Es Cristo quien perdona en el sacramento de la Penitencia


Miércoles 9 de abril de 2025
Mujer, ¿ninguno te ha condenado? —Ninguno, Señor. —Tampoco yo te condeno. Anda y en adelante no peques más.
Habían llevado a Jesús una mujer sorprendida en adulterio. La pusieron en medio, dice el Evangelio.
La han humillado y abochornado hasta el extremo, sin la menor consideración.
Recuerdan al Señor que la Ley imponía para este pecado el severo castigo de la lapidación: ¿Tú qué dices?, le preguntan con mala fe, para tener de qué acusarle.
Pero Jesús los sorprende a todos. No dice nada: inclinándose, escribía con el dedo en tierra.
La mujer está aterrada en medio de todos. Y los escribas y fariseos insistían con sus preguntas.
Entonces, Jesús se incorporó y les dijo: El que de vosotros esté sin pecado que tire la primera piedra.
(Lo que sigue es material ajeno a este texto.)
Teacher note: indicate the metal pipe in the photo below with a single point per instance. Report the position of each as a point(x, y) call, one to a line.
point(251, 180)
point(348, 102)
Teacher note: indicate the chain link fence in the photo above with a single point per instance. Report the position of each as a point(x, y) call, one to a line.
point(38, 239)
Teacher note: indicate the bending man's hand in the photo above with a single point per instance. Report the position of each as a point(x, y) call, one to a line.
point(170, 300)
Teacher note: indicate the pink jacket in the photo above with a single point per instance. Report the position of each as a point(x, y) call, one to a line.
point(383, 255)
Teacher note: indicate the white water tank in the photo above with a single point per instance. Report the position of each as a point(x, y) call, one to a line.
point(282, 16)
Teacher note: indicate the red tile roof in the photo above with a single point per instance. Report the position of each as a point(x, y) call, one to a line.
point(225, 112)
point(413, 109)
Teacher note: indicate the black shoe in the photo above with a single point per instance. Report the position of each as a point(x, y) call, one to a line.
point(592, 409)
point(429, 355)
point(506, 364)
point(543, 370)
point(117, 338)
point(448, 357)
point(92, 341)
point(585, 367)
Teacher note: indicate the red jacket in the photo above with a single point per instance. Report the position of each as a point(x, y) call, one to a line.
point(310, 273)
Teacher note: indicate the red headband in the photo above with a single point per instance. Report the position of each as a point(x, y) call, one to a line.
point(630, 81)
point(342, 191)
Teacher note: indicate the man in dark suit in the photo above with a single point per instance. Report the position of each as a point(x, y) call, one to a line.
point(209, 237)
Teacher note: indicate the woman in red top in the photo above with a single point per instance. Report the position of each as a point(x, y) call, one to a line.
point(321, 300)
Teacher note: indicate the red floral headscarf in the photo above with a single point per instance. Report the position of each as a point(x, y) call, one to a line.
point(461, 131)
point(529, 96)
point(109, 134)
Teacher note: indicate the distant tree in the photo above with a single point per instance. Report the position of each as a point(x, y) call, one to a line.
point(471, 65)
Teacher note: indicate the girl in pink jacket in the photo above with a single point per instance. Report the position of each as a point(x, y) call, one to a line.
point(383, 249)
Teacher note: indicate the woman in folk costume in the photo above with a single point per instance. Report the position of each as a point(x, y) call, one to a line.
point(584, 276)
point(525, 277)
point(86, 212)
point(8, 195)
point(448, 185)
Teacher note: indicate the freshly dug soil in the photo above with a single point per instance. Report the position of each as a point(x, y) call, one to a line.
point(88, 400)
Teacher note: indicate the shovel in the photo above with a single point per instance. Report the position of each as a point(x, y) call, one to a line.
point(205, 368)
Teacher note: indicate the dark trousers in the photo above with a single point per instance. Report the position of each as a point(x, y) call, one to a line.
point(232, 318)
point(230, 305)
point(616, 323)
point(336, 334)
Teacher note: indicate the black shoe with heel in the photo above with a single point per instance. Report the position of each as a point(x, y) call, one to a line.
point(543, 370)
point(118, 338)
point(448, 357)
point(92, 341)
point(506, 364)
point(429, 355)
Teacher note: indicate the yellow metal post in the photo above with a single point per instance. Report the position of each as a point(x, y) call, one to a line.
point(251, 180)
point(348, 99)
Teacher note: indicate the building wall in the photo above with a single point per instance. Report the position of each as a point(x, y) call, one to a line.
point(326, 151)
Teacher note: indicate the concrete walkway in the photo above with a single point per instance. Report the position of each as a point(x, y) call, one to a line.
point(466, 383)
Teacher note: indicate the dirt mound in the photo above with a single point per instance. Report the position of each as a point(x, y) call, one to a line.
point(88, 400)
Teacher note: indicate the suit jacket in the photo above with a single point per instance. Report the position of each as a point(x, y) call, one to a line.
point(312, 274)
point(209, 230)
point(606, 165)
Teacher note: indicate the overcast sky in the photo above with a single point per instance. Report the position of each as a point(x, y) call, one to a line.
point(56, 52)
E inclinándose de nuevo, seguía escribiendo en la tierra.
Se marcharon todos, uno tras otro, comenzando por los más viejos. No tenían la conciencia limpia, y lo que buscaban era tender una trampa al Señor.
Todos se fueron: y quedó solo Jesús y la mujer, de pie, en medio. Jesús se incorporó y le dijo: Mujer, ¿dónde están? ¿Ninguno te ha condenado?
Las palabras de Jesús están llenas de ternura y de indulgencia, manifestación del perdón y la misericordia infinita del Señor.
Y contestó enseguida: Ninguno, Señor. Y Jesús le dijo: Tampoco yo te condeno; vete y desde ahora no peques más.
Podemos imaginar la enorme alegría de aquella mujer, sus deseos de comenzar de nuevo, su profundo amor a Cristo.
En el alma de esta mujer, manchada por el pecado y por su pública vergüenza, se ha realizado un cambio tan profundo, que solo podemos entreverlo a la luz de la fe.
Se cumplen las palabras del profeta Isaías: No recordéis lo de antaño, no penséis en lo antiguo, mirad que realizo algo nuevo… Abriré un camino por el desierto, ríos en el yermo…; para apagar la sed de mi pueblo escogido, el pueblo que yo formé, para que proclamara mi alabanza.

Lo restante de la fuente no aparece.